3. AN INTRACRANIAL BLEED.
A severe blow to the head can cause bleeding deep into the brain, fequently with rupture into the ventricles. Death can be rapid, but the patient may last up to about 3 days and during that three days the patient is near comatose or comatose. This fits the situation only if the fall down the stairs occurred just before he died. Neither Astrid nor her mother reported that. Again, John was not present in the necessary time frame to have caused the injury.
ANEURYSMS are weak spots in arteries. They are present from birth and gradually enlarge. They most frequently rupture in patients over 30. Although there may be some warning headaches, most often there is simply a single, explosive headache. Half of aneurysm patients die immediately. The location of most aneurysms makes bleeding into the ventricle very possible. An aneurysm is certainly a strong possibility in Stu's case.

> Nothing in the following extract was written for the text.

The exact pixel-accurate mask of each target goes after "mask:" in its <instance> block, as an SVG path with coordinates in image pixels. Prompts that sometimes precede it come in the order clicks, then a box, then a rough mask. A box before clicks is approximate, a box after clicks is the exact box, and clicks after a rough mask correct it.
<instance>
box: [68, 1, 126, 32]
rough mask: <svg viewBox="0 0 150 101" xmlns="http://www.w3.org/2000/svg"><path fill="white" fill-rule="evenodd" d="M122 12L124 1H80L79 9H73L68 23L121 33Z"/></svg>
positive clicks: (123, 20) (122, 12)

An AVM, also present from birth, is a malformation in the connection between an artery and a vein. The veins in the area have arterial blood pumped into them. Because veins are not made to handle the high pressure of arterial blood, they become enlarged and eventually bleed. They frequently have repeated small bleeds causing severe episodic headaches before a large bleed occurs and seizures ("fits") are common. The large bleed can be fatal. AVM ruptures are most common in teens and young adults. Bleeding into just one ventricle is less likely with an AVM than with an aneurysm, but the history of headaches, age, and rapid death make AVM a very strong possibility.
In summary, the two causes of death that best fit the scenario are Aneurysm and AVM, both congenital and unrelated to any blow to the head. None of the causes of death from a blow to the head fit the time frames or history we have on Stu. More importantly to this discussion, John was not with Stu in the four months prior to his death. No head trauma causes cerebral bleeding and death that long after injury. Therefore, John could not have been responsible for Stu's death.